Molecules, Vol. 28, Pages 974: Lichen-Derived Diffractaic Acid Inhibited Dengue Virus Replication in a Cell-Based System

Molecules doi: 10.3390/molecules28030974

Authors: Naphat Loeanurit Truong Lam Tuong Van-Kieu Nguyen Vipanee Vibulakhaophan Kowit Hengphasatporn Yasuteru Shigeta Si Xian Ho Justin Jang Hann Chu Thanyada Rungrotmongkol Warinthorn Chavasiri Siwaporn Boonyasuppayakorn

Dengue is a mosquito-borne flavivirus that causes 21,000 deaths annually. Depsides and depsidones of lichens have previously been reported to be antimicrobials. In this study, our objective was to identify lichen-derived depsides and depsidones as dengue virus inhibitors. The 18 depsides and depsidones of Usnea baileyi, Usnea aciculifera, Parmotrema dilatatum, and Parmotrema tsavoense were tested against dengue virus serotype 2. Two depsides and one depsidone inhibited dengue virus serotype 2 without any apparent cytotoxicity. Diffractaic acid, barbatic acid, and Parmosidone C were three active compounds further characterized for their efficacies (EC50), cytotoxicities (CC50), and selectivity index (SI; CC50/EC50). Their EC50 (SI) values were 2.43 ± 0.19 (20.59), 0.91 ± 0.15 (13.33), and 17.42 ± 3.21 (8.95) μM, respectively.
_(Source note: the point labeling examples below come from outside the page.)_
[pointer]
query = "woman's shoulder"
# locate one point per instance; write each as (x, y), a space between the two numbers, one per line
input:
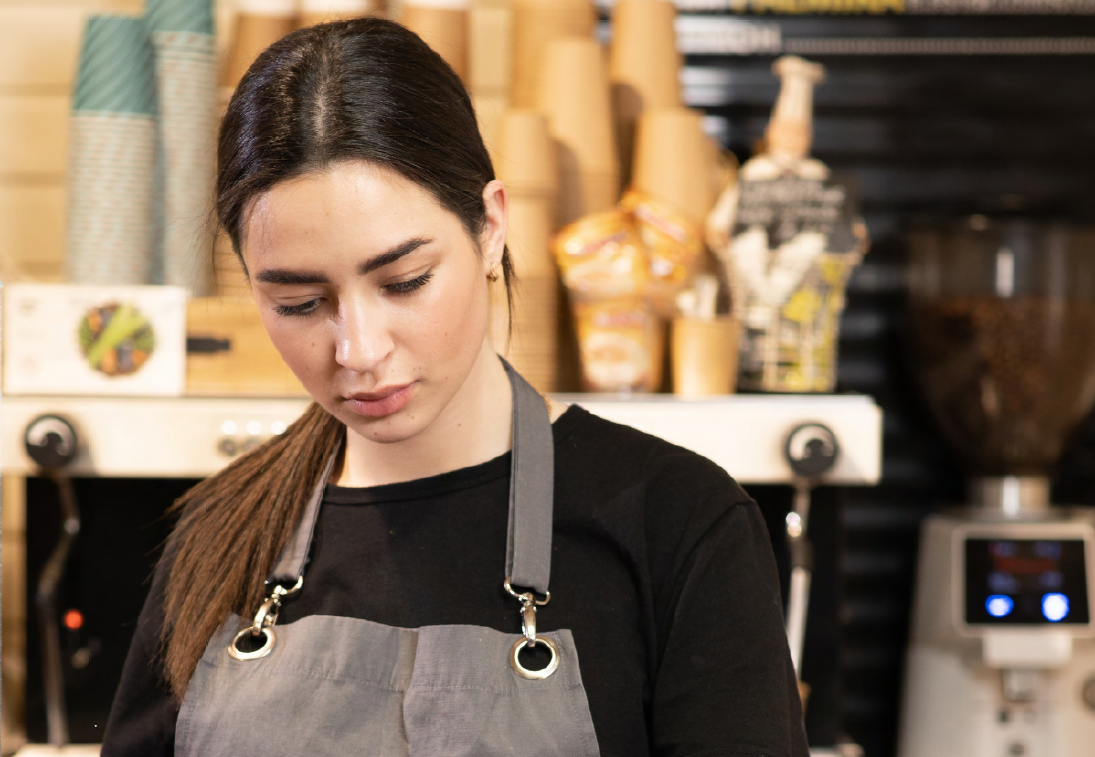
(606, 454)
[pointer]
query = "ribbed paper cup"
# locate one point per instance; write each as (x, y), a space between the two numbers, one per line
(112, 158)
(258, 25)
(574, 95)
(490, 110)
(672, 160)
(644, 68)
(527, 153)
(704, 355)
(186, 85)
(490, 47)
(531, 345)
(183, 15)
(442, 24)
(536, 24)
(320, 11)
(529, 239)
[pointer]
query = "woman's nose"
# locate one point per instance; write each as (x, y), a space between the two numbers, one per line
(364, 341)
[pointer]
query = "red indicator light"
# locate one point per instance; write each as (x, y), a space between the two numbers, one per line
(73, 620)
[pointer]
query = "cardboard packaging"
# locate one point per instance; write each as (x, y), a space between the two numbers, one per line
(574, 95)
(644, 67)
(537, 23)
(444, 25)
(94, 340)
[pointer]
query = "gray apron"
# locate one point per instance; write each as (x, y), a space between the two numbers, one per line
(326, 685)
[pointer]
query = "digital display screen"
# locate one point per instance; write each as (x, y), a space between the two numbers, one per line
(1026, 582)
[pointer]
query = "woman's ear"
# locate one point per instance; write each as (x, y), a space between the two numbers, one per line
(493, 239)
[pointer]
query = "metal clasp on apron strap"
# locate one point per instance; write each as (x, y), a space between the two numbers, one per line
(263, 624)
(529, 604)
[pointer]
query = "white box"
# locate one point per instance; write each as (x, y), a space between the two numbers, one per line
(94, 340)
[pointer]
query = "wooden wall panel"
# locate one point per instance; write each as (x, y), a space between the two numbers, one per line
(32, 228)
(33, 136)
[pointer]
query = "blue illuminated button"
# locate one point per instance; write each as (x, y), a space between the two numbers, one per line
(999, 605)
(1055, 607)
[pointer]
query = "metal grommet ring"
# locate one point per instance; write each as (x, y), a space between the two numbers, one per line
(267, 646)
(526, 673)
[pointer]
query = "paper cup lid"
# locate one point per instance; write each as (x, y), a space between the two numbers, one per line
(116, 72)
(180, 15)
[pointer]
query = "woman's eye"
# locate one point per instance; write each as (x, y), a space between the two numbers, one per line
(410, 285)
(302, 309)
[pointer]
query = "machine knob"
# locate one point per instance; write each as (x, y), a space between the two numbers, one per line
(811, 450)
(1088, 692)
(52, 442)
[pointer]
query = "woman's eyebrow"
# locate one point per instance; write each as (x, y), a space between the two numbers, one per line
(281, 276)
(392, 255)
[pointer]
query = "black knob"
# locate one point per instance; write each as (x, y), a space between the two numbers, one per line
(811, 450)
(52, 442)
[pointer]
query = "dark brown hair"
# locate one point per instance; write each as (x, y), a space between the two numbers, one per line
(367, 90)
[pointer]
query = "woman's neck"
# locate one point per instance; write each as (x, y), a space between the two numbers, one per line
(473, 427)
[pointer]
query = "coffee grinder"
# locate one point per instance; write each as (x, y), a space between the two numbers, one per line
(1001, 660)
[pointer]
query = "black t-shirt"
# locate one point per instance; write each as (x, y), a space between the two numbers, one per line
(661, 569)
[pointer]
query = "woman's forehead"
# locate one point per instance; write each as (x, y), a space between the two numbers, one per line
(353, 204)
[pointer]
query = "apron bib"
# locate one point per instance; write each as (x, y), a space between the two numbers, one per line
(332, 686)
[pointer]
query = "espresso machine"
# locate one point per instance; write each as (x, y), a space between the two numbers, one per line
(1001, 657)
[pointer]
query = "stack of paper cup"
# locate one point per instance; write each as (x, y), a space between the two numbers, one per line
(574, 94)
(112, 160)
(319, 11)
(258, 25)
(186, 84)
(444, 25)
(490, 47)
(672, 160)
(644, 68)
(536, 24)
(527, 165)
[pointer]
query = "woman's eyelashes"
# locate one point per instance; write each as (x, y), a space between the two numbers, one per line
(394, 288)
(410, 285)
(302, 309)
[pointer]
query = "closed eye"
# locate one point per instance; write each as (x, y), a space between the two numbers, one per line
(408, 286)
(302, 309)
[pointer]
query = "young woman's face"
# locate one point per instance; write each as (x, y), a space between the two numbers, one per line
(373, 294)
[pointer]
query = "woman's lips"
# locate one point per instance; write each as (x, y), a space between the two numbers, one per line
(381, 403)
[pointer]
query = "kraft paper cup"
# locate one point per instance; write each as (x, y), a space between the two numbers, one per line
(260, 24)
(529, 237)
(320, 11)
(442, 24)
(530, 341)
(644, 66)
(536, 24)
(526, 153)
(704, 355)
(672, 160)
(575, 98)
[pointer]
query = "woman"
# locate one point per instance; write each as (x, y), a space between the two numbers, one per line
(387, 555)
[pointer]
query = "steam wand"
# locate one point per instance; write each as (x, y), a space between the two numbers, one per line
(811, 451)
(52, 443)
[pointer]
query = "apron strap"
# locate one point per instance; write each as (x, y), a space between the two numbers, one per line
(290, 563)
(531, 497)
(531, 488)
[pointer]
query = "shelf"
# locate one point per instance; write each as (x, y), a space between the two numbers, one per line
(193, 437)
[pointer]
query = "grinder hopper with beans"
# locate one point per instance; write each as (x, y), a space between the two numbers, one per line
(1002, 646)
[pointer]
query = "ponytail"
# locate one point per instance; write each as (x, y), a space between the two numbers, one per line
(231, 528)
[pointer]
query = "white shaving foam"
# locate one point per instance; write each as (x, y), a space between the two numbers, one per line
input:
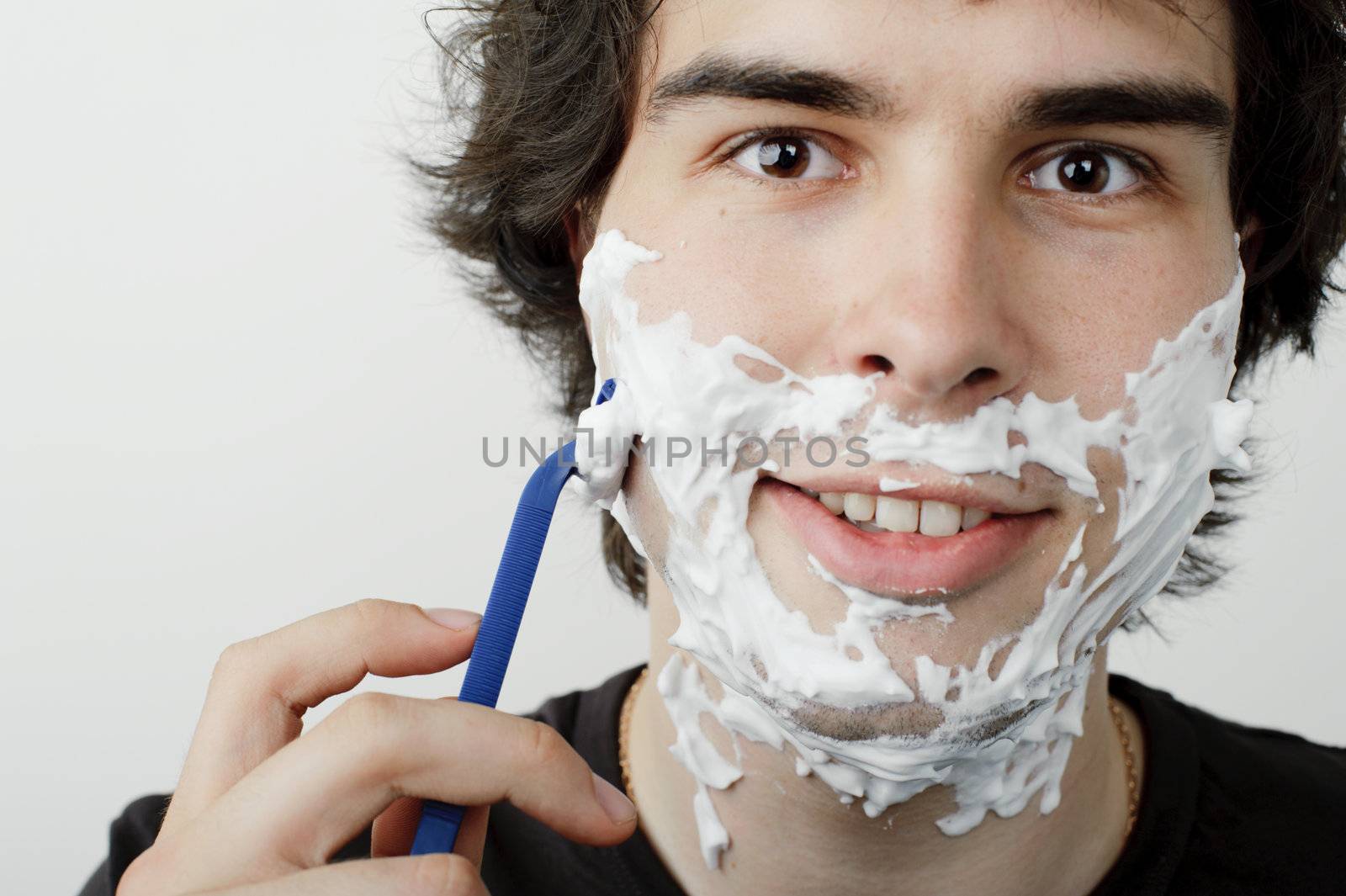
(1174, 428)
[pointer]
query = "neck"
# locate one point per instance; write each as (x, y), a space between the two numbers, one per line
(793, 835)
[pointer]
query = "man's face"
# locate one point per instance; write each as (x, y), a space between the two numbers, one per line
(966, 201)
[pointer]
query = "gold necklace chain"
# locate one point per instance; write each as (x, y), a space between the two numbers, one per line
(1130, 758)
(623, 732)
(1128, 755)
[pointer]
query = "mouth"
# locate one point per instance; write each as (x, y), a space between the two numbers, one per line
(913, 547)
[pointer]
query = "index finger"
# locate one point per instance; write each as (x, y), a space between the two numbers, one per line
(262, 687)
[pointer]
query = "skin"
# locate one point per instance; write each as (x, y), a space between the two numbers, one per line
(935, 245)
(259, 809)
(935, 255)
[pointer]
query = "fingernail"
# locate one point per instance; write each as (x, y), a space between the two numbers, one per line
(457, 619)
(614, 802)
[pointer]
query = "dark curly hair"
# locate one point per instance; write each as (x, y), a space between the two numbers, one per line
(544, 90)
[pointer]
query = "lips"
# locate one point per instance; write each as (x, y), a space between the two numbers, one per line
(904, 564)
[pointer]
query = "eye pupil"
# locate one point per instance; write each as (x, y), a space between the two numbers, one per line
(1084, 168)
(784, 156)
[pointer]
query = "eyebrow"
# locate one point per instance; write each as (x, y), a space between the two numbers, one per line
(1137, 100)
(713, 74)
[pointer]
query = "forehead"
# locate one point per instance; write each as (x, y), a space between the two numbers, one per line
(929, 54)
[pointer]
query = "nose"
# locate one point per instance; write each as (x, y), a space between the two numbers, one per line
(935, 315)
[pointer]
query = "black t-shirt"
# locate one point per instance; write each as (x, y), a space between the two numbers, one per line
(1227, 809)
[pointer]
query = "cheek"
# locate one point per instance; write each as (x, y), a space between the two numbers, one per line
(771, 298)
(1092, 321)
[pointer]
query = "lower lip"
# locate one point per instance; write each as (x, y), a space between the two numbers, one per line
(904, 564)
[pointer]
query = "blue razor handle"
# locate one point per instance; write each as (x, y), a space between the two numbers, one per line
(439, 822)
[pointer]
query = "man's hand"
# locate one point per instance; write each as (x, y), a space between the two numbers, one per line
(259, 810)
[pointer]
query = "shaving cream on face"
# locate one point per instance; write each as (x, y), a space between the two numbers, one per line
(1174, 427)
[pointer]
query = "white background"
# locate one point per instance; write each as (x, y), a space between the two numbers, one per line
(239, 386)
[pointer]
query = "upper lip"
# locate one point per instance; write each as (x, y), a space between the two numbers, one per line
(988, 491)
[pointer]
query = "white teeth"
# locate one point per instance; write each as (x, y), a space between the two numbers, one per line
(834, 501)
(940, 518)
(973, 517)
(859, 506)
(883, 513)
(897, 514)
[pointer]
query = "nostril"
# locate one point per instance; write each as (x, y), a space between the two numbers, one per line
(979, 375)
(877, 363)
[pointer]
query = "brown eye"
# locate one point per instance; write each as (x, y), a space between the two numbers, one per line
(784, 156)
(1084, 170)
(787, 157)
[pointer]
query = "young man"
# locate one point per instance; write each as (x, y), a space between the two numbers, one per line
(1011, 247)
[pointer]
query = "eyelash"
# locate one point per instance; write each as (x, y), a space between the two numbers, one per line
(1150, 175)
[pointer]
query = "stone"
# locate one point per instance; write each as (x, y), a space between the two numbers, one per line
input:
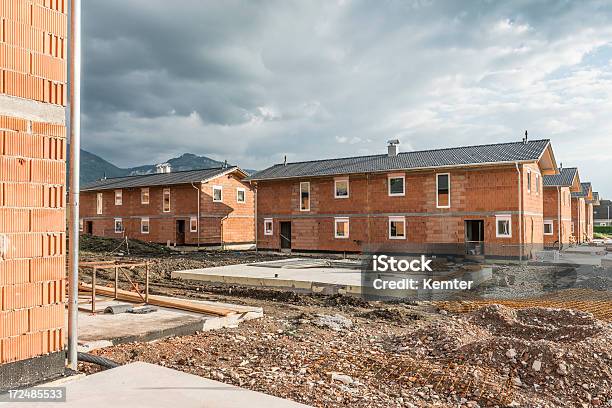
(537, 365)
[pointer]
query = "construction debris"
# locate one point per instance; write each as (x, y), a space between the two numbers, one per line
(493, 356)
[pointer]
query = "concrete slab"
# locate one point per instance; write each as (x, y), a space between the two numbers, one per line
(306, 275)
(152, 386)
(279, 274)
(103, 330)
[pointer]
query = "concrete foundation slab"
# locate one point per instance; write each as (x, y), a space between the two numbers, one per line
(101, 329)
(301, 275)
(152, 386)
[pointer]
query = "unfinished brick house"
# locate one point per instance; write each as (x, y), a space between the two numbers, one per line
(582, 213)
(32, 191)
(484, 199)
(163, 207)
(558, 206)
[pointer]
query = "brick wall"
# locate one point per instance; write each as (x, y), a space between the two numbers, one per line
(32, 177)
(551, 213)
(578, 218)
(475, 194)
(227, 221)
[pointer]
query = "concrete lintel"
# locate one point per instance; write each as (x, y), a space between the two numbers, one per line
(32, 110)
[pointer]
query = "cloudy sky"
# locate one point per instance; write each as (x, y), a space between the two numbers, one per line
(252, 81)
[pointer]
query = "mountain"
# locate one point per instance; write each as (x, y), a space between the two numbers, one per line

Diffractaic acid showed the highest selectivity index, and similar efficacies were also found in dengue serotypes 1–4, Zika, and chikungunya viruses. Cell-based studies revealed that the target was mainly in the late stage with replication and the formation of infectious particles. This report highlights that a lichen-derived diffractaic acid could become a mosquito-borne antiviral lead as its selectivity indices ranged from 8.07 to 20.59 with a proposed target at viral replication.